Uuummm…  That seems like a pretty big deal to me.  Family is your foundation so to find out you had been mis-led all this time would be hurtful.  Have you asked your brother about it?  Sounds like he knows the whole story, so maybe you could talk to him directly and leave your parents out of it for now.  It’s unfair for you to find out that way, and it would probably bring you and your brother closer if he could talk about all parts of his life openly with you.   

Post # 7
Member
1676 posts
Bumble bee
  • Wedding: July 2010

Have you talked to your brother about this?  I would be really upset too… it’s like the whole reality of your family is in question, so it’s definitely a big deal.  I would talk to your brother first, and then with your parents if you decide that’s the right thing to do.  I say talk to your brother first, since your parents have actively tried to keep you from the truth in the past…

Post # 8
Member
2030 posts
Buzzing bee
  • Wedding: December 1969

That’s a terrible way to find out! I would be every bit as upset as you are. I can’t believe your fiance thinks it is no big deal. Plus I would feel that I was being “replaced” by this new sister or soemthing (even though that’s crazy). The title of “sister” is very special and nobody can ever take your place. You grew up together and shared your whole childhood so clearly you are every bit his “real” sister no matter what the DNA says. I would talk to your brother about this. Maybe your parents asked him not to tell you and that’s why he hasn’t. But obviously the cat’s out of the bag now so I would definitely ask about it. I wonder how your brother feels about all this? Maybe he is as confused as you are.

Post # 9
Member
323 posts
Helper bee
  • Wedding: June 2011

I think I’d be upset about being lied to for so long, regardless of it being to protect me. If him being in contact with his sister has come on all of a sudden the shock of it would get to you too.

Post # 10
Member
1110 posts
Bumble bee
  • Wedding: March 2009

It is a big deal. maybe it would help if you did bring it up so you could get answers as to why this was kept from you.

Post # 12
Member
1385 posts
Bumble bee
  • Wedding: July 2010

Family secrets can hurt, I’m sure they didn’t discuss it with you when you were younger because it wasn’t the right time yet in their opinion, but I think it definitely should’ve been discussed with you. I can understand why you’re hurt and confused, but don’t take it out on your brother who just wants to know the other members of his biological family.

Post # 14
Member
2208 posts
Buzzing bee
  • Wedding: July 2010

You are not overreacting!

1) That’s big news.

2) Everyone kept it hidden from you for so long!

3) You found out in such an incredibly impersonal way.

I honestly have no advice to offer, just cyber (((HUGS))). Man.

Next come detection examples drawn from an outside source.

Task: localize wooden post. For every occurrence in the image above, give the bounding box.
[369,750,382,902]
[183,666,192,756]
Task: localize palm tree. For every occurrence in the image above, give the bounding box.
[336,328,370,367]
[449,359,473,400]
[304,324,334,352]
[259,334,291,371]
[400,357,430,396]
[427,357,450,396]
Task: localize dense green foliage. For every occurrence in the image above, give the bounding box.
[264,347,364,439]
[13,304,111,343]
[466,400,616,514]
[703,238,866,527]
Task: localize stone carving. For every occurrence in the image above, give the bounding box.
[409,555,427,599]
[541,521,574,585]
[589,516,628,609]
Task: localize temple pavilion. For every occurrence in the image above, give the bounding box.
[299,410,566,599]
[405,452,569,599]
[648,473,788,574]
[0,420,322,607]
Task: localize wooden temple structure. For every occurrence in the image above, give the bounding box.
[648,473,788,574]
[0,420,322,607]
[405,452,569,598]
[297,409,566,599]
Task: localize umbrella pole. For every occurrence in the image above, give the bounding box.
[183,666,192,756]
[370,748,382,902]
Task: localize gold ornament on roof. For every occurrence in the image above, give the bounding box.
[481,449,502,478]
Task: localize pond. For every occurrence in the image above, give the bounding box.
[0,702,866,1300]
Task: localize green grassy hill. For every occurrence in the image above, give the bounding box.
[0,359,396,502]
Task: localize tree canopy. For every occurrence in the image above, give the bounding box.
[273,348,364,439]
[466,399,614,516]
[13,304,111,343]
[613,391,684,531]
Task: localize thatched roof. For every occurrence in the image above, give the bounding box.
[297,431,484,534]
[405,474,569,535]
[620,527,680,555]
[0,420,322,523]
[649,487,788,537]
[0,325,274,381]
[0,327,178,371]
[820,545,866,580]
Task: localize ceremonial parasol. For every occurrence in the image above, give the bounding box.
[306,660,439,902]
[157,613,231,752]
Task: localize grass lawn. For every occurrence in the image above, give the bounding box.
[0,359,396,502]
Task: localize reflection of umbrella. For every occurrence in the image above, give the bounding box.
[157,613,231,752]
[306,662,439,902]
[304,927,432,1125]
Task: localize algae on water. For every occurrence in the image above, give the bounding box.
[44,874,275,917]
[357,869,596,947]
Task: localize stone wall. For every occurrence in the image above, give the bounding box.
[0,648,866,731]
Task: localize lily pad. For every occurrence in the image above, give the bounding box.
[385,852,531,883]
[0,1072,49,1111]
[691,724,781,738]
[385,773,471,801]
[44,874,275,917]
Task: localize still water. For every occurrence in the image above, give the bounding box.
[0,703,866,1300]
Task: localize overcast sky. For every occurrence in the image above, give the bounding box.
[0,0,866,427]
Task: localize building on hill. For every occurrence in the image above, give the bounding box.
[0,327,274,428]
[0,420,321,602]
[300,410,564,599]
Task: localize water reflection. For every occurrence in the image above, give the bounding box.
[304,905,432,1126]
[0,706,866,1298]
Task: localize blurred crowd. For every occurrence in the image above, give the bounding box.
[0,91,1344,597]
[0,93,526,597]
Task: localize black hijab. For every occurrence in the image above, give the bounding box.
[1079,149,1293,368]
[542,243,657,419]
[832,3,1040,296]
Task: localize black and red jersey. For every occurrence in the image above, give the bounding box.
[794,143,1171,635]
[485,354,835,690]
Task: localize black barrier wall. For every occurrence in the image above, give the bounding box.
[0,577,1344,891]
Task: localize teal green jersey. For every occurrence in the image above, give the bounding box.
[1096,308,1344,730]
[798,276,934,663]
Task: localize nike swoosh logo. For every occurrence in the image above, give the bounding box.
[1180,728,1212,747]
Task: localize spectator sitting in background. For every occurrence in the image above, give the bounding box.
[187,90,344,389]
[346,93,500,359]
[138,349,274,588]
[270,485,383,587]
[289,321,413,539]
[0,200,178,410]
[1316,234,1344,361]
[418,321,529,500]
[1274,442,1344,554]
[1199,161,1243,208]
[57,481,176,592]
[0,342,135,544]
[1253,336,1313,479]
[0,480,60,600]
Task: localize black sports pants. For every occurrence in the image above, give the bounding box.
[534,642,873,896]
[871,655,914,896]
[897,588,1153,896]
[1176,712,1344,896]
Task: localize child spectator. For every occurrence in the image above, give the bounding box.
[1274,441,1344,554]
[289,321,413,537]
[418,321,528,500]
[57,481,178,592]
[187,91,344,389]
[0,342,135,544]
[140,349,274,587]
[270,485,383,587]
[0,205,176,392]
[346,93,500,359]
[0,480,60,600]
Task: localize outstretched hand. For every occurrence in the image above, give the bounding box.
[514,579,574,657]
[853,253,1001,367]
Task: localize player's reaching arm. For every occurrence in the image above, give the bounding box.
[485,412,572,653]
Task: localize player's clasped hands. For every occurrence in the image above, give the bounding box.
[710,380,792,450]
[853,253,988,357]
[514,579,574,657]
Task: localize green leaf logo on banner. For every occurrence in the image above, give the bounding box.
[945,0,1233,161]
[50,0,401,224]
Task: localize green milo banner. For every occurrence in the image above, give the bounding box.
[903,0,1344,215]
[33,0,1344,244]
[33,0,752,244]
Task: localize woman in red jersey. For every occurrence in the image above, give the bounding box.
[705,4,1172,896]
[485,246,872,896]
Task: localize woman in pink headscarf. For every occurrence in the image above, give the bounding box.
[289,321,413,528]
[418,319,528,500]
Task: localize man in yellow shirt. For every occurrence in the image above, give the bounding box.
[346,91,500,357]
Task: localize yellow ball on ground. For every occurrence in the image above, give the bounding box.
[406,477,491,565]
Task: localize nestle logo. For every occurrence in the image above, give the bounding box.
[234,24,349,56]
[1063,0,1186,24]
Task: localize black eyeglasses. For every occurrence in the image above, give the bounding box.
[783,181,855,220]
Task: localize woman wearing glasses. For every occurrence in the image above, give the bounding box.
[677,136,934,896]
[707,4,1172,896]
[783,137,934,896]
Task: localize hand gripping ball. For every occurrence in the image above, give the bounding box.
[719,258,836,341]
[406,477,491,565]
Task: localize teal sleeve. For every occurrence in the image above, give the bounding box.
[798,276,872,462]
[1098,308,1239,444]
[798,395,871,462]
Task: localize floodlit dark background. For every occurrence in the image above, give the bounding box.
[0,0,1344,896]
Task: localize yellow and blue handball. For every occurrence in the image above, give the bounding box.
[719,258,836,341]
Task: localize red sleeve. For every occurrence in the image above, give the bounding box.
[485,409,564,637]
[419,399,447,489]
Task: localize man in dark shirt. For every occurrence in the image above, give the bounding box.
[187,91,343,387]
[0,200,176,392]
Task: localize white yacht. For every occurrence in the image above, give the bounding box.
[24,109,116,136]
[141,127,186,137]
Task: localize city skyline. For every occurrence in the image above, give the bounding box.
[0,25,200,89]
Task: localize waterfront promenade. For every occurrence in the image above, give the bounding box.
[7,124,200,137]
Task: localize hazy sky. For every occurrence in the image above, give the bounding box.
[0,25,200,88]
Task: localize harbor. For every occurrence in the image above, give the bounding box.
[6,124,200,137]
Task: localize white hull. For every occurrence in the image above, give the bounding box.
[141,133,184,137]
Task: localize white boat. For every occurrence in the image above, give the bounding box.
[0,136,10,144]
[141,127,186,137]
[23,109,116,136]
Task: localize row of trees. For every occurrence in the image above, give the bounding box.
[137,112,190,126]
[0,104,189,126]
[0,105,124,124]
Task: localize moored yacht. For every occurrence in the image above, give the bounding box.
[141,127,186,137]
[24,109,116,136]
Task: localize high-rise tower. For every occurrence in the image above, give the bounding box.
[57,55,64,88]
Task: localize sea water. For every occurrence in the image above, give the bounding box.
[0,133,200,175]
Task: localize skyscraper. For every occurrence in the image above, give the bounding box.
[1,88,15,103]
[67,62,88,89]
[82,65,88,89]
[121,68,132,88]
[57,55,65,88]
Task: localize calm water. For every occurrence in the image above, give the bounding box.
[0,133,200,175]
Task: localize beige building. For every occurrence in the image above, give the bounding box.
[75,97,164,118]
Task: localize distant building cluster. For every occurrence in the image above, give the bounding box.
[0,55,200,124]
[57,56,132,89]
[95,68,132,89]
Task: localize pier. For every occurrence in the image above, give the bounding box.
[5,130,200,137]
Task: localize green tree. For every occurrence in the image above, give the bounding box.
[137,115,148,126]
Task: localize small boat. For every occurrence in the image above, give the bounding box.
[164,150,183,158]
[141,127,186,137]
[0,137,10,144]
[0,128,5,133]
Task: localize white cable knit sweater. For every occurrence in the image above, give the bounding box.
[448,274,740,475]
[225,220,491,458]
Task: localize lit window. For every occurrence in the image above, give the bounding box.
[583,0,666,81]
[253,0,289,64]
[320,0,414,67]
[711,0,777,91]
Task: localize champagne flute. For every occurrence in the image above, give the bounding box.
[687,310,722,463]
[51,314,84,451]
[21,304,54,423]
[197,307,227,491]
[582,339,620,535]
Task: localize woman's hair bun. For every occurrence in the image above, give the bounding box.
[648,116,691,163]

I think this is something you will “get over”, as in process in a way that makes sense to you, but the initial shock, and probably some sadness and feelings of betrayal, seem entirely natural and warranted to me.

EDIT: let me add that I am really sorry everyone in your off-line life isn’t being supportive of your feelings. Right now they are seeing the teary-eyed, really emotional you, and a lot of people can’t handle that very well. Your feelings are valid, my guess is that they are reacting more to your expression than the cause of your feelings. People deal with emotion very differently.

Post # 15
Member
1982 posts
Buzzing bee

Oh wow, I can see how that would be hard! I definitely think that you should talk to him, and you have a right to be upset. I would talk to your parents about what you saw, too–it’s time for them to answer questions, you know? I wish you and your family lots of hugs, this can’t be easy.

Post # 16
Member
2289 posts
Buzzing bee
  • Wedding: November 2010

I have two older half sisters who have a different father than I do. But they were never “half sisters” to me, they’re just my sisters. It’s good that you feel this way about your brother. And I also agree that it was pretty upsetting the way you found out about it. I recommend talking to your brother and letting him know that you’re there for him. Re-establishing contact with a biological parent can be stressful and he may need your support.